Secure Memory Allocators to Defend Memory Safety In Depth

Author: Zheng Luo
Last update: 2024-08-31

Background

When programming in native languages with manual memory management, users in my company often get troubled by various memory issues, including use-after-free, double-free, read-from-uninitialized data, or memory leaks, despite being very experienced developers.

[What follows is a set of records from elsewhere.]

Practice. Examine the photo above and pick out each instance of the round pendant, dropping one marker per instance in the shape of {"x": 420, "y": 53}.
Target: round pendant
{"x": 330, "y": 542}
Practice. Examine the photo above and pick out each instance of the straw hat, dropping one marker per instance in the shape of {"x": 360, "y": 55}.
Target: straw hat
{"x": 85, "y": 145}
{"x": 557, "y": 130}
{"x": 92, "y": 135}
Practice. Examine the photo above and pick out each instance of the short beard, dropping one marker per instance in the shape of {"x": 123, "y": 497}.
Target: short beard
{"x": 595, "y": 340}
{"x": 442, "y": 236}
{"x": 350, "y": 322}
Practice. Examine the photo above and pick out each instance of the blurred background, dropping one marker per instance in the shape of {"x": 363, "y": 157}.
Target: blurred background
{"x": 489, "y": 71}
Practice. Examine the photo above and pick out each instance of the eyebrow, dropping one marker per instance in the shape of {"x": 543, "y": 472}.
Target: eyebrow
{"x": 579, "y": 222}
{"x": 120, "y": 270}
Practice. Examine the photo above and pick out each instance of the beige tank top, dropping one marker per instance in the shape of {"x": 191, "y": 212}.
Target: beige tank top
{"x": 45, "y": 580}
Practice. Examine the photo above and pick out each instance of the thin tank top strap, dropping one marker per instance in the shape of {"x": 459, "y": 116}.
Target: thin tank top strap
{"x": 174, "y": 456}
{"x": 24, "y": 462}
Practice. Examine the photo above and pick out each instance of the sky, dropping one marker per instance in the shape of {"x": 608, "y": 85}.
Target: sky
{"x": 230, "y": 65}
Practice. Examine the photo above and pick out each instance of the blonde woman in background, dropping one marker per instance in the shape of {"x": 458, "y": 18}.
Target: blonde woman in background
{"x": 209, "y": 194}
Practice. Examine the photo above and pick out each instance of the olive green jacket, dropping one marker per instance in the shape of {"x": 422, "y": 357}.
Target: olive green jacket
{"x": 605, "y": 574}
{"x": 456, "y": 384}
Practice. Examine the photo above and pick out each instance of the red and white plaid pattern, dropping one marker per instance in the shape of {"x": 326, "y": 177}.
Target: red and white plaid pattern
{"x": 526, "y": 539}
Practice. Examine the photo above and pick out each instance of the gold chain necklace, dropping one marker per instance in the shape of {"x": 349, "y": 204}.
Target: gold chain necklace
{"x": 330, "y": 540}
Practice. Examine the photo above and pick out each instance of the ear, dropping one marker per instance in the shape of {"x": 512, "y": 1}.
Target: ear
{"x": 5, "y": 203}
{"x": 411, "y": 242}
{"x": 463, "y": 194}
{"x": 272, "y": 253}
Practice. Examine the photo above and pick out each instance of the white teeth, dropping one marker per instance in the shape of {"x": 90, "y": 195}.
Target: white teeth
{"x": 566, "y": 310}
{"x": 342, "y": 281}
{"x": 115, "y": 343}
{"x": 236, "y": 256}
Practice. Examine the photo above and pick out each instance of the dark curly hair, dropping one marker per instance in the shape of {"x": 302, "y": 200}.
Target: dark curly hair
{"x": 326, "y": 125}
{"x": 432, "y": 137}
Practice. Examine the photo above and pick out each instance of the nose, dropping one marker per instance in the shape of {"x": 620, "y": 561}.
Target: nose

Fortunately, with the entire industry's decades of experience combating these memory issues, we already have a full toolkit tackling memory contract violations. These tools are extensively practiced everywhere I've worked and played an important role in code quality:

Static Check: clang-tidy for single-file checks. CodeChecker for cross-file checks. They only catch part of the memory issues and have a moderate level of false positives. Users typically need to set up enforced checks to make their codebase compliant.
Sanitizers including ASAN, MSAN, UBSAN and valgrind: From my personal experience, they typically slow down programs by 2x-10x depending on memory access patterns, and they can catch use-after-free, double-free, or memory leaks reliably. My current company runs all unit tests under sanitizers.
Compilation flag hardening: OpenSSF has a pretty good guide on this topic. With these flags, std::vector subscription is checked, stack overflow is partially detected, and bad malloc_chk calls could be caught. My current company plans to enable it on all production binaries that aren't too performance-critical. These flags typically cause a 5%-20% slowdown in production.
Runtime glibc malloc tunables: This is a less-known feature, and I recommend you read their manual. In short, when we set GLIBC_TUNABLES=glibc.malloc.perturb=125 when running the program, glibc will initialize all malloc-ed memory blocks before returning them to users. This often helps users catch memory issues earlier, as a non-zero out-of-range value is easier to notice than random (largely zero) bytes from the heap. Depending on the malloc frequency, this could cause a 2%-20% slowdown.

Secure Allocators

Recently, I found another layer of defense that could supplement the above guards against memory issues - secure memory allocators. It's a set of memory allocator implementations aiming to replace the native (usually glibc)'s malloc, free, and other primitives, by providing better detection of memory issues and protecting against malicious attackers on heap layout. Moreover, it often comes with minimal (2% - 15%) slowdown, rendering it useful for production workloads.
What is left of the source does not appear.